We first engaged with Delta Electronics in 2020 when it was yet to commit to a longer-term net-zero target. It also had a significant proportion of migrant workers from Southeast Asian countries working in Taiwan and we were concerned about the human rights issue in the foreign migrant workers’ recruitment process. The company also had an all-male board which we were opposed to.
In 2020, we asked the company to conduct due diligence on indirect labour and the recruitment of direct employees. We emphasised that the recruitment process for blue-collar workers could pose risks to labour and human rights. We also asked the company to disclose the composition of its migrant workers and asked it to elaborate on the recruitment process.

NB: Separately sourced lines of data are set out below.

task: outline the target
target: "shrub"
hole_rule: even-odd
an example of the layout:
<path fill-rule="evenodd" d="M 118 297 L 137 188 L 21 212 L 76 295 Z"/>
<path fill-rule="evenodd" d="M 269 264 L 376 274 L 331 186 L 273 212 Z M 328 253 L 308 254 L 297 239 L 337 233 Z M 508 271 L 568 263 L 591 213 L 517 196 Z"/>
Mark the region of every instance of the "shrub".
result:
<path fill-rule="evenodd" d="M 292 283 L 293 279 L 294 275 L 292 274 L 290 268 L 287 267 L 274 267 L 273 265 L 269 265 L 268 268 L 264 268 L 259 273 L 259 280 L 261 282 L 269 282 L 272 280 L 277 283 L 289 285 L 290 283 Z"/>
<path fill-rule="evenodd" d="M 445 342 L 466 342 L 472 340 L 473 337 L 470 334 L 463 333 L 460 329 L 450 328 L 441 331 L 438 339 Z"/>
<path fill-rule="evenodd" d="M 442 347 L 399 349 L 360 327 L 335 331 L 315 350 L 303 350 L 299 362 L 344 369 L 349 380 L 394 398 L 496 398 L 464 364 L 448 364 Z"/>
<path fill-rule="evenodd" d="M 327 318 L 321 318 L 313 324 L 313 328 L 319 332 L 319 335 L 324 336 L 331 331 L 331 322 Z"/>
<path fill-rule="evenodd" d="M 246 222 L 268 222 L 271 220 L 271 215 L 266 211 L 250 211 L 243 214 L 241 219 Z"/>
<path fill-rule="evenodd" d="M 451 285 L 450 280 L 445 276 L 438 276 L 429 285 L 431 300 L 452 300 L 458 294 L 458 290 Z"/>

In addition, the company had already committed to setting science-based targets by 2025 but not to a longer-term net-zero target. We were concerned that its existing targets were still not Paris-aligned and that there was a lack of long-term climate targets. We made various recommendations to the company, such as joining the RE100 initiative to commit to sourcing 100% renewable electricity, managing supply chain emissions as part of the Scope 3 emissions reduction targets and suggestions on the TCFD report to further improve its disclosure.
In May 2020, we raised concerns about gender diversity on the all-male board, and followed this up in 2022, emphasising that we had increased our gender diversity expectations on the board to at least 20%, expecting the company to improve before the next election.
After our first engagement, the company stated in its Corporate Social Responsibility report, published in August 2020, that foreign migrant workers in Taiwan are not required to pay fees incurred for agents, passports, visas or transportation. The company also disclosed in 2021 that it would provide workers with training in their own language, religious venues or information, and host foreign worker forums and social events. Furthermore, in June this year, the company formally announced its commitment to net zero by 2050. The company also added its first female director to the board in 2021 and a further two female directors in 2022. The gender diversity on the board increased from 0% to 25% since we first engaged on this issue.
We will continue to engage with the company on supply chain human rights issues, such as sourcing of cobalt and the risks of connections to forced labour in the supply chain, as well as further improving its disclosure on the use of internal carbon payment funds, TCFD and supply chain emissions reduction.